Author: Chia-Ho Hua, Jirapat Likitlersuang, Jinsoo Uh 👨🔬
Affiliation: St. Jude Children's Research Hospital 🌍
Purpose: AI-based fast MRI, which reconstructs images from undersampled k-space data, has not yet been tailored for RT planning. This study aims to evaluate the fast MRI performance of our recently proposed adaptive DDPM in comparison with a leading non-adaptive DDPM, focusing on pediatric brain tumors with diversities in size, location, and resection status.
Methods: As a DDPM is unconditionally trained, the generated images are subject to artifacts, unless the inference is properly conditioned. We proposed a DDPM-based fast MRI method that augments the conditioning by adapting the denoiser network to patient-specific prior images, thereby improving the reconstruction of individual anatomic abnormalities. Meanwhile, conventional non-adaptive DDPM for generic images has been refined to suppress artifacts by modulating the backbone and skip connections in the denoiser U-net (Si, 2024), which has been adopted for fast MRI under the name Texture Coordination (TC)-DiffuRecon (Zhang, 2024). We compared our fast MRI method with TC-DiffuRecon for the accuracy in the entire brain and the GTV. Fully sampled T1-weighted MRI data from 73 pediatric patients treated for brain tumor or postoperative tumor bed were used to simulate 4-fold acceleration, which were split into the training (n=58) and validation (n=15) datasets.

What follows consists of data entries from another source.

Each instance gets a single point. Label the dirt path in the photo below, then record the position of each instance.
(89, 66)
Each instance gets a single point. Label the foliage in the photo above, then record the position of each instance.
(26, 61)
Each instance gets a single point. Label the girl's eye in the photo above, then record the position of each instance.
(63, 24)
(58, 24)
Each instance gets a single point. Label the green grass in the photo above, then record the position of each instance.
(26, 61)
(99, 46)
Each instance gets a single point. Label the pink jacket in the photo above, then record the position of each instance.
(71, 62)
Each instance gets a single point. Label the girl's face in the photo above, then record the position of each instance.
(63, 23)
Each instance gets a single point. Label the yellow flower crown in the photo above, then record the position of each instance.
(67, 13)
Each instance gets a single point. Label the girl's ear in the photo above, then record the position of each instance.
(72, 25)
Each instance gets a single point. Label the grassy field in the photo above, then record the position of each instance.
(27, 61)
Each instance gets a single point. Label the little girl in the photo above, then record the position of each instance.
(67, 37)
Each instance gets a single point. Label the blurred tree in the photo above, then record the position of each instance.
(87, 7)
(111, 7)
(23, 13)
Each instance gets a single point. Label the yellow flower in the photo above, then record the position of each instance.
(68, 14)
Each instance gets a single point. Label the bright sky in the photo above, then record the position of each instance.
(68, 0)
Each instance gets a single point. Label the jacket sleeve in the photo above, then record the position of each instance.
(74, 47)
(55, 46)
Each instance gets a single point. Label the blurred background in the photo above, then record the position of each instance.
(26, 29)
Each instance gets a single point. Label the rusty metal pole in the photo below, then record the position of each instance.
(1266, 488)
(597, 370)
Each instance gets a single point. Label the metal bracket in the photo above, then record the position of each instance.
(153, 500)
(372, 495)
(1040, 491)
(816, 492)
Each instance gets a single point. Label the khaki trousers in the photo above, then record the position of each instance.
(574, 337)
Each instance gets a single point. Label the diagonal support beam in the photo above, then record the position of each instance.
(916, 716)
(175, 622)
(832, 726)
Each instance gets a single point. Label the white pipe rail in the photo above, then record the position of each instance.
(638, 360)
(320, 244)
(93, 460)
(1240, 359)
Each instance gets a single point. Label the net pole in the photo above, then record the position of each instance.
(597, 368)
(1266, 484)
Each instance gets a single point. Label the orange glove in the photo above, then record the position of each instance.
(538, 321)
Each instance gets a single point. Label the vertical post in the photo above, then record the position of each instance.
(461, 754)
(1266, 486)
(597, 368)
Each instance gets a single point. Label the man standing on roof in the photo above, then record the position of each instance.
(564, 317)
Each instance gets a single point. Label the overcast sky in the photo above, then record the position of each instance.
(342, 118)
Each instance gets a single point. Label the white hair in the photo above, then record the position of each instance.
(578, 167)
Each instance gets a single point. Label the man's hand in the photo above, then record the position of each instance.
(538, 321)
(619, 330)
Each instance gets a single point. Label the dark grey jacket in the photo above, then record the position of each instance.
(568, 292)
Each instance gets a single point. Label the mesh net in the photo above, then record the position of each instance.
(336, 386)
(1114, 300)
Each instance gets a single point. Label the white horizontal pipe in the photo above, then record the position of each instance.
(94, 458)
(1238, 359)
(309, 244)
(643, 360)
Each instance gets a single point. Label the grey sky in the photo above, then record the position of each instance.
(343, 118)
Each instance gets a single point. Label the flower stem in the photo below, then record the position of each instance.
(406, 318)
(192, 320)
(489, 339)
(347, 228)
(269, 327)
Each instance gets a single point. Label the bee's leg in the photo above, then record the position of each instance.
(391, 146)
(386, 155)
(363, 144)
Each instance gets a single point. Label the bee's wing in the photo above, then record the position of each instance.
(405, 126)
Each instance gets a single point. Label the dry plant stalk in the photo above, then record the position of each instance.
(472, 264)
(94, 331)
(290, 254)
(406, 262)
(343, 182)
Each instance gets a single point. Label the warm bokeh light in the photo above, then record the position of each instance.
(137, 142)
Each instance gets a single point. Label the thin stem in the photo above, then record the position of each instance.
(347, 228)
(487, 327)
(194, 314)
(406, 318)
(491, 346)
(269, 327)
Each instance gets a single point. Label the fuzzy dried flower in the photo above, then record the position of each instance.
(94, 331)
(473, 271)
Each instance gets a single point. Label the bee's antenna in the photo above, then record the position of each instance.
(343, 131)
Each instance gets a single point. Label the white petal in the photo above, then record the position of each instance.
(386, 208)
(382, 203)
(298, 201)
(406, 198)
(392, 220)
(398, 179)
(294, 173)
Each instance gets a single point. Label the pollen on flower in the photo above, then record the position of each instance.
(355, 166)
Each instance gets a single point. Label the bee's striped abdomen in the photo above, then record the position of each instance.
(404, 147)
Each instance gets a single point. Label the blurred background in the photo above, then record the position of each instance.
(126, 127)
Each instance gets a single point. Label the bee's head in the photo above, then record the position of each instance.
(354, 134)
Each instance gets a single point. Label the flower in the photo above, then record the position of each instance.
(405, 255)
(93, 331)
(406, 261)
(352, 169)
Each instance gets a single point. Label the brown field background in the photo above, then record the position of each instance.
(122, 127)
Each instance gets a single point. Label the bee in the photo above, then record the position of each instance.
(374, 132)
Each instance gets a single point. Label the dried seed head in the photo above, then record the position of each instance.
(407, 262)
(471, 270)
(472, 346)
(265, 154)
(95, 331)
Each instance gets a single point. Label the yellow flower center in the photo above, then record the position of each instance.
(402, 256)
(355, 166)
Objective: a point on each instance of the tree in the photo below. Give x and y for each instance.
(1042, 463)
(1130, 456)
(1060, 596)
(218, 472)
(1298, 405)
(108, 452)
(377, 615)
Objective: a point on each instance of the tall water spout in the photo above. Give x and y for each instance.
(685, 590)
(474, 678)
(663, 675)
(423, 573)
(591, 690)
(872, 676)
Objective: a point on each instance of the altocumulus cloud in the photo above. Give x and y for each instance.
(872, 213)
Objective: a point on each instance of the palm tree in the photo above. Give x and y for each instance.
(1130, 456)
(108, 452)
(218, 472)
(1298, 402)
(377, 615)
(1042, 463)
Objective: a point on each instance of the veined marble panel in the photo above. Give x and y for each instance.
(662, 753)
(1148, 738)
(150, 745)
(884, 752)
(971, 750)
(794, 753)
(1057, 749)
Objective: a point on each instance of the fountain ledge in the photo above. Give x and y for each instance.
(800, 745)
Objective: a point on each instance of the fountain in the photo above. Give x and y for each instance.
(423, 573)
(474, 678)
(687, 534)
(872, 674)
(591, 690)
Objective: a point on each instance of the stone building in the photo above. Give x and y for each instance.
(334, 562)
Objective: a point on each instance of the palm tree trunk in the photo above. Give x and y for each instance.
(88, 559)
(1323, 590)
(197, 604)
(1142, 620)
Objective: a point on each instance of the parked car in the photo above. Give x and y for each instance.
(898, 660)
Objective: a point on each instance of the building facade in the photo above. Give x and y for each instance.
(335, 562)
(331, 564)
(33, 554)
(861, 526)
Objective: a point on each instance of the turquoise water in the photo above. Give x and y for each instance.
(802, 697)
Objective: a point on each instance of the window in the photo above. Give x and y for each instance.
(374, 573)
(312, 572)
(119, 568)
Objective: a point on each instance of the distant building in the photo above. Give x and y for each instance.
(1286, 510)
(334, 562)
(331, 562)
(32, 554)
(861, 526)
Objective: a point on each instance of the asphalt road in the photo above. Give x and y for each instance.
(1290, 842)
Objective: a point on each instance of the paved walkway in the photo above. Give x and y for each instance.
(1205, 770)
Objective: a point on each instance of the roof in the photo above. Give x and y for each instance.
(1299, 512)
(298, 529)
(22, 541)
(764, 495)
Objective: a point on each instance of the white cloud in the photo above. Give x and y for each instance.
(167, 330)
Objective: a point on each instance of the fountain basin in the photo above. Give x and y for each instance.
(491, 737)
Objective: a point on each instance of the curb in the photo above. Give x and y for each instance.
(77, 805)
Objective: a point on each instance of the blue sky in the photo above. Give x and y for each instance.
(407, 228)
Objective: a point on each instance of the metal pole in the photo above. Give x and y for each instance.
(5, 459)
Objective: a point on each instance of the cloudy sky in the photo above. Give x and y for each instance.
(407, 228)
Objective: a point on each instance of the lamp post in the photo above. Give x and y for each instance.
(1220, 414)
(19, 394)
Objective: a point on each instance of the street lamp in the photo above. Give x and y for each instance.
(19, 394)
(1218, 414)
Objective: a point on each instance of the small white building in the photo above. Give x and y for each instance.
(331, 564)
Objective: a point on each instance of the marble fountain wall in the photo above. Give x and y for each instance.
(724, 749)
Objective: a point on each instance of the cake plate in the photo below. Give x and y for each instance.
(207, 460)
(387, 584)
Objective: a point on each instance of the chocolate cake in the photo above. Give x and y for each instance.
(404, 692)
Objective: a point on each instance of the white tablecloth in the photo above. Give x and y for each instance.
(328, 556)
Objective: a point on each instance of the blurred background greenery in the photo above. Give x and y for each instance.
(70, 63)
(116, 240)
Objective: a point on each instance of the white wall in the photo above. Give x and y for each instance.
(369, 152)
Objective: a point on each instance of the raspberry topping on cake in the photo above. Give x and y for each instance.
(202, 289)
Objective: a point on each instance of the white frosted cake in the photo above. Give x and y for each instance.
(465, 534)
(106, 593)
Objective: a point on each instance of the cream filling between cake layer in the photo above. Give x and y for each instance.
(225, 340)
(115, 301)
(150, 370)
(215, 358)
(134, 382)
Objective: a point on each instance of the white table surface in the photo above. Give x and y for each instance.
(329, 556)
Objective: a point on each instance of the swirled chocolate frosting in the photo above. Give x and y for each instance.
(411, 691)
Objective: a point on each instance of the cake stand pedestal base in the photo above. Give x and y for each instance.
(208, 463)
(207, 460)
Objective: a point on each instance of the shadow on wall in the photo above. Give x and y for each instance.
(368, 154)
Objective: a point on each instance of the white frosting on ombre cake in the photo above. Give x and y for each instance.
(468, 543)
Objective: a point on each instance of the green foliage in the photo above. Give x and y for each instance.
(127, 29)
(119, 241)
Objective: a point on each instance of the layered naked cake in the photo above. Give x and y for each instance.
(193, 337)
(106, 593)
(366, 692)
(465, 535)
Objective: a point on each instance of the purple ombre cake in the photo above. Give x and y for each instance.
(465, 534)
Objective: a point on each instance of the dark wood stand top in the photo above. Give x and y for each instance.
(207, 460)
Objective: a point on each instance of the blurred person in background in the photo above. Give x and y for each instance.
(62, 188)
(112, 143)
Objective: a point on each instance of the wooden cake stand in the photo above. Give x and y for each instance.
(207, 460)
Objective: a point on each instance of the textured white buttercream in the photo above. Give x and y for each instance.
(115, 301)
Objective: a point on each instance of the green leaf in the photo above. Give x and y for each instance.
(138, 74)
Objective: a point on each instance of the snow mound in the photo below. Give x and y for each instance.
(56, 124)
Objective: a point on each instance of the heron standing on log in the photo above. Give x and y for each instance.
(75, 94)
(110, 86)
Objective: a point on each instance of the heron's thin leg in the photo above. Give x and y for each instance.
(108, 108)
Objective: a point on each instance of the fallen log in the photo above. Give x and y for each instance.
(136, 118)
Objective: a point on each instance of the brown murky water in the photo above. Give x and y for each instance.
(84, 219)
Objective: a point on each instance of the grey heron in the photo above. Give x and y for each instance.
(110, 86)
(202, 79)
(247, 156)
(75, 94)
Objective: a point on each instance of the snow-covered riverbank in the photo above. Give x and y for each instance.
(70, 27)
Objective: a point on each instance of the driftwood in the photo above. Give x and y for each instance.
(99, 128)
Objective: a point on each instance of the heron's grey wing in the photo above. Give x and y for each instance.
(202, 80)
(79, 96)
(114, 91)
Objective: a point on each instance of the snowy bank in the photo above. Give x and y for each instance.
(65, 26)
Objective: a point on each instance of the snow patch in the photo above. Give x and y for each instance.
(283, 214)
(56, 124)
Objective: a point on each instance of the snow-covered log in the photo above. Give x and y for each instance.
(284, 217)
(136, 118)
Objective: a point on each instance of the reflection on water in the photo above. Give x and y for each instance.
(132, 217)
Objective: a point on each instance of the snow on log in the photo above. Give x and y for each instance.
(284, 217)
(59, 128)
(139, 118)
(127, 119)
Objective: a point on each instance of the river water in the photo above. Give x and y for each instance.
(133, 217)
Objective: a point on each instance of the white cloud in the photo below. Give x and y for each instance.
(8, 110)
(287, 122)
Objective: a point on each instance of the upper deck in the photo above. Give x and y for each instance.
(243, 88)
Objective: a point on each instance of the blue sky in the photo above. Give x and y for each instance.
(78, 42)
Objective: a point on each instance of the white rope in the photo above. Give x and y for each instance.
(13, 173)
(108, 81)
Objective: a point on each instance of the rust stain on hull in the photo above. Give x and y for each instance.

Results: The adaptive DDPM showed significantly higher accuracy than TC-DiffRecon within GTV (PSNR, 30.1±1.9 vs 24.2±2.7) as well as over the entire brain (SSIM, 0.96±0.01 vs 0.91±0.02; PSNR, 28.5±1.5 vs 22.3±1.1). The tissue textures within the GTV were often sharper and more visually appealing with TC-DiffRecon, but their specific structures were not necessarily consistent with those in the fully sampled images.
Conclusion: The superior performance of the adaptive DDPM in GTV supports its potential for clinical use in RT planning and highlights the importance of conditioning a generative model with sufficient patient-specific information. Improperly conditioned models can generate fake details, which would mislead RT planning.